Mais nos manquements ne sont point une raison pour que nous négligions un sujet si merveilleux, celui de la lumière qui reluit maintenant dans nos coeurs, et qui provient d'un luminaire défini et bien connu, la face de Jésus Christ. Le luminaire même n'a point pâli depuis le moment où il a resplendi autour de Saul de Tarse, et a brillé dans les ténèbres du coeur de ce pharisien égaré, lui révélant la gloire de Dieu. La carrière entière de ce vase merveilleux de la grâce et de la Puissance de Dieu, est celle d'un homme rempli de la lumière qui l'avait éclairé. Les compagnons de Saul (Actes des Apôtres 22: 9) ont bien pu être éblouis un moment par la soudaine apparition de cette lumière plus éclatante que celle du soleil; mais sur lui-même, l'effet fut double: ses yeux furent aveuglés par la lumière resplendissant autour de lui, par cette lumière qu'aucun mortel ne peut supporter, tandis que son coeur fut illuminé par la gloire de Dieu dans la face de Jésus Christ. Cet effet intérieur de la lumière (et c'est là notre sujet) se manifesta durant toute la vie de l'apôtre, depuis le jour où, à Damas, il commença à prier, jusqu'à la dernière chose que nous apprenons de lui, lorsque, regardant encore avec confiance au Seigneur et comptant sur lui, il parle à Timothée de Jésus et de sa gloire, comme le voyant clairement devant lui. Nous pouvons bien dire qu'au sein des ténèbres qui s'épaississaient toujours plus autour de l'apôtre, la lumière de la gloire de Dieu brillait en son coeur aussi radieuse que jamais; et si nous parcourons le récit de sa vie entre ces deux points extrêmes et également merveilleux, nous y voyons un homme transformé de gloire en gloire. Nous voyons en lui un coeur fixé, par grâce, sur le Seigneur Jésus; la gloire de Dieu en rayonne pendant toute sa vie, vie de vraie patience, de douceur, de renoncement, où la gloire morale du Seigneur se manifeste dans son apôtre.

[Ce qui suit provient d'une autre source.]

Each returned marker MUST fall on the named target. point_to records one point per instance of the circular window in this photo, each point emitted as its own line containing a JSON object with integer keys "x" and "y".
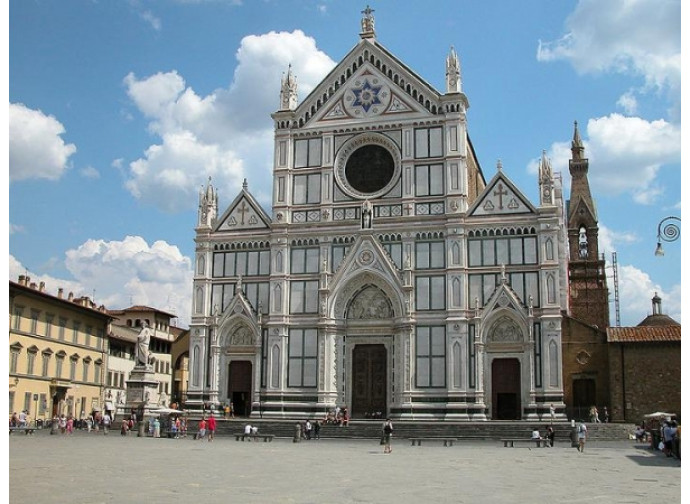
{"x": 369, "y": 169}
{"x": 368, "y": 165}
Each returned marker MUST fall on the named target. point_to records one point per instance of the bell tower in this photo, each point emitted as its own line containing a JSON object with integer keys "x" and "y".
{"x": 588, "y": 292}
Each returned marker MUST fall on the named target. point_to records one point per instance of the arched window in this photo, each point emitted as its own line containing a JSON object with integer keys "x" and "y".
{"x": 551, "y": 289}
{"x": 582, "y": 243}
{"x": 275, "y": 366}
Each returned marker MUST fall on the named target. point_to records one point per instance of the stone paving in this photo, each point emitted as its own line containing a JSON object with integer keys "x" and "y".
{"x": 93, "y": 468}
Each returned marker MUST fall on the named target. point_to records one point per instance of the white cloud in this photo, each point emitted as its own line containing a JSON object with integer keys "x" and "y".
{"x": 636, "y": 290}
{"x": 125, "y": 273}
{"x": 228, "y": 134}
{"x": 609, "y": 239}
{"x": 639, "y": 37}
{"x": 625, "y": 154}
{"x": 35, "y": 145}
{"x": 628, "y": 103}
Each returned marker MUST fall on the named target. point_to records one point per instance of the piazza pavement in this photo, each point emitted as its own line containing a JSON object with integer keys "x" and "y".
{"x": 94, "y": 468}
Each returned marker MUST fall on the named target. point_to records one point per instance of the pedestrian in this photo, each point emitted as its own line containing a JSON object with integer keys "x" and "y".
{"x": 581, "y": 436}
{"x": 387, "y": 434}
{"x": 202, "y": 428}
{"x": 211, "y": 427}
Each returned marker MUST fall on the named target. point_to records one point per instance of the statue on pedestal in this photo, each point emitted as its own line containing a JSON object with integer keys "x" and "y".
{"x": 142, "y": 348}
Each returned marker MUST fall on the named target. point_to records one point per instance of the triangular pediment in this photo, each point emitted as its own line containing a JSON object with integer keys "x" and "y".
{"x": 368, "y": 83}
{"x": 501, "y": 197}
{"x": 243, "y": 213}
{"x": 505, "y": 298}
{"x": 366, "y": 264}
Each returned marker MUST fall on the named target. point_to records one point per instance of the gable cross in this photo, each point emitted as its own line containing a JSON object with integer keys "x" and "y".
{"x": 500, "y": 193}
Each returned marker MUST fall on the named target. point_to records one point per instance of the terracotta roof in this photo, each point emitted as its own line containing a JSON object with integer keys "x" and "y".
{"x": 643, "y": 334}
{"x": 658, "y": 320}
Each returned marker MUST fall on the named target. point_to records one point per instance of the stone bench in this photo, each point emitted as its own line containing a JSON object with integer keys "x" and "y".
{"x": 25, "y": 430}
{"x": 446, "y": 441}
{"x": 510, "y": 442}
{"x": 242, "y": 436}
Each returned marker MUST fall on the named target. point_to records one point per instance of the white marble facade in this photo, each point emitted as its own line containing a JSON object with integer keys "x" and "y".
{"x": 389, "y": 275}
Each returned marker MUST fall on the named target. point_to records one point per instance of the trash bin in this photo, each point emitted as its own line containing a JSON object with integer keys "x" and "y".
{"x": 656, "y": 439}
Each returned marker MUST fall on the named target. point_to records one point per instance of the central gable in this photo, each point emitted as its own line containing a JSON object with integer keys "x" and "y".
{"x": 368, "y": 82}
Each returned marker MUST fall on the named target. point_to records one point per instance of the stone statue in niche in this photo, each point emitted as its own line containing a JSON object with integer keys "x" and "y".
{"x": 242, "y": 337}
{"x": 505, "y": 331}
{"x": 371, "y": 303}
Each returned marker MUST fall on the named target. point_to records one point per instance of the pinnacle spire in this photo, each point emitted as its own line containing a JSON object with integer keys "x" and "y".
{"x": 577, "y": 148}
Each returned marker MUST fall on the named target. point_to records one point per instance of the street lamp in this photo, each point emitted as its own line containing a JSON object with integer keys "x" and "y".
{"x": 666, "y": 231}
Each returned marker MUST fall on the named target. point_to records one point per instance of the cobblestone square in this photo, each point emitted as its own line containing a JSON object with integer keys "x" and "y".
{"x": 93, "y": 468}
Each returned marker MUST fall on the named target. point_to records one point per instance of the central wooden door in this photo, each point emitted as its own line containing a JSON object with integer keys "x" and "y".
{"x": 505, "y": 389}
{"x": 240, "y": 387}
{"x": 369, "y": 373}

Or ce qui est vrai de lui, dans son service dévoué et son immense labeur, est vrai aussi de chacun de nous, dans notre petite mesure. Si pauvres et faibles que soient les paroles que nous présentons au lecteur, elles ne seront point perdues si quelque âme peut être conduite par elles à chercher avec prière, ce que signifie «la lumière qui a relui dans nos coeurs» (non pas seulement sur les hommes, comme nous l'avons vu en Jean 1). Puissions-nous être ainsi introduits dans une communion plus profonde avec notre précieux Sauveur, être amenés à une connaissance plus vraie de la gloire de Dieu, et à une manifestation plus entière de cette gloire dans une vie de patience et d'abnégation ici-bas. Que Dieu, dans sa grâce, y veuille conduire tous nos coeurs!